The intend of this question is to extend a simply typed combinatory logic with unit, product, sum, and recursive types. First three types are straightforward to implement introducing 7 new combinators (unit, pair, first, second, left, right, case). Recursive types seems easy to implement too, just add a type constructor combinator mu, but as this questoins shows is not flexible enough without additional language constructs.
Is there a solution to this problem? Are there combinatory logics with recursive types to consult?
You can not do it without an additional data or newtype, in Haskell.
To do it, one would need to write
nilMu :: Mu (\l -> S (P a l) ())
consMu :: a -> Mu (\l -> S (P a l) ()) -> Mu (\l -> S (P a l) ())
but Haskell does not allow type-level functions in this way. Mu can only be applied to a type constructor of kind * -> *, not a type-level function of the same kind.
nilMu :: Mu (F a)
consMu :: a -> Mu (F a) -> Mu (F a)
where F a is defined as an additional type
newtype F a x = F (S (P a x) ())
For the reason why Haskell does not allow type level functions, consider
assuming foo :: f a -> f Char
infer foo True :: ???
One might argue that in foo True, True is a Bool, so we can infer f = \t->t and a = Bool. The result is foo True :: (\t->t) Char = Char.

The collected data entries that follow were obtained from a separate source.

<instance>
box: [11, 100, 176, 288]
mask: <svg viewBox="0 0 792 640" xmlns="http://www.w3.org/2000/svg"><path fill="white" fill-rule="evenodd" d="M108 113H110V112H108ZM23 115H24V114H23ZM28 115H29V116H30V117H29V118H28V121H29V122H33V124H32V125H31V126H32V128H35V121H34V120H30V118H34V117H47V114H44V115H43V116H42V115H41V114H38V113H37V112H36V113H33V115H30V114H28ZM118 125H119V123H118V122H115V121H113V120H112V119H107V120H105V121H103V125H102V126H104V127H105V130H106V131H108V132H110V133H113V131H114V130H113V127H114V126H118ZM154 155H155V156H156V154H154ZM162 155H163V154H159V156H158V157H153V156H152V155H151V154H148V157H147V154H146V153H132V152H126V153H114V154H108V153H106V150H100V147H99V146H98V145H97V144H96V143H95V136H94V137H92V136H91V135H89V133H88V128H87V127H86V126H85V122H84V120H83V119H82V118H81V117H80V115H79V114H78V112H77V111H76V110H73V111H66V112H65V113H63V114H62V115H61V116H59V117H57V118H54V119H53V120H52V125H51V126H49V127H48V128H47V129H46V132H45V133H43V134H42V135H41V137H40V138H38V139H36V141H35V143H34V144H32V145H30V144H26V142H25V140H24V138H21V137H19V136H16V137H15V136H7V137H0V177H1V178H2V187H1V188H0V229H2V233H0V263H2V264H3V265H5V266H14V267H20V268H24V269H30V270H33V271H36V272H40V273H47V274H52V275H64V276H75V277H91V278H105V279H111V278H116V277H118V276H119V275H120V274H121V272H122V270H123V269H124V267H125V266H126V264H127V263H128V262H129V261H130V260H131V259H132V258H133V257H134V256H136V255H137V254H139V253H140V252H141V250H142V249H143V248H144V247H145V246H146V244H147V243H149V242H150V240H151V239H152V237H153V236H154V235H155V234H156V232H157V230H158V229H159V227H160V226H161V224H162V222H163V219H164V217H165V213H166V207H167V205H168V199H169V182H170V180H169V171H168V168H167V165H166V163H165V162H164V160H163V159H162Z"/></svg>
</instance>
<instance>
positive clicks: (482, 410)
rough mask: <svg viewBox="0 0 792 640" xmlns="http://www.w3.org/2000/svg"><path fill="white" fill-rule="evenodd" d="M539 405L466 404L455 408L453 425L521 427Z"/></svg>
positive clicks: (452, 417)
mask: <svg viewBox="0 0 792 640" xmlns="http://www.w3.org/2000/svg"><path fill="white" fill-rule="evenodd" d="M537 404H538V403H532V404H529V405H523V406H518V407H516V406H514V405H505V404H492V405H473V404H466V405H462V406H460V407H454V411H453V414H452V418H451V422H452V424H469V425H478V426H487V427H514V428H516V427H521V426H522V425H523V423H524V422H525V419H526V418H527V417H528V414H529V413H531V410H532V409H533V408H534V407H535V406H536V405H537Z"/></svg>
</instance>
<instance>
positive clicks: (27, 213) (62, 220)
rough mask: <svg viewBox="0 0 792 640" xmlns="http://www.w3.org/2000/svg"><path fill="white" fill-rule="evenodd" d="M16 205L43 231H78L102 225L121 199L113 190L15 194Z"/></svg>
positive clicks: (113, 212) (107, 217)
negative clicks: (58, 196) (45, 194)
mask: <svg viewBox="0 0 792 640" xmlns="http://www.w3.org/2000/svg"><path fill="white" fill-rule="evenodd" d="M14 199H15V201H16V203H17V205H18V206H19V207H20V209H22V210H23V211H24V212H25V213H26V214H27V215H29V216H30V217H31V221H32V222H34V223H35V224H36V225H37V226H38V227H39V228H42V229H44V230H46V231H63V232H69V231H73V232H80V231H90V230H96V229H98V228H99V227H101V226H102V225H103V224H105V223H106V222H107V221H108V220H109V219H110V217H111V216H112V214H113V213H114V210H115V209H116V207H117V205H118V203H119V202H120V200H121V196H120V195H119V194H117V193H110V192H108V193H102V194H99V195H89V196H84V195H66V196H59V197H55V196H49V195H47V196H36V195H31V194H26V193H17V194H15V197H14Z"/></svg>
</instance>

One might also argue that we can infer f = \t->Bool and a = String, and that the result is foo True :: (\t->Bool) Char = Bool
In general, we do not like that. We want type inference to proceed by pattern matching f and a against the actual type. For that, we want both f and a to have a correspondent "obvious" name in the actual type.
For what it is worth, you can do this in dependently type languages, such as Coq, Agda, Idris, etc. There, type inference will not work on code like foo True above, since f can not be inferred. Worse, in these languages, if bar :: f a -> ... and we call bar [True], then f could fail to be inferred to [] because this is not the only solution (they do have good heuristics, though, which often work anyway, even if the general problem is undecidable).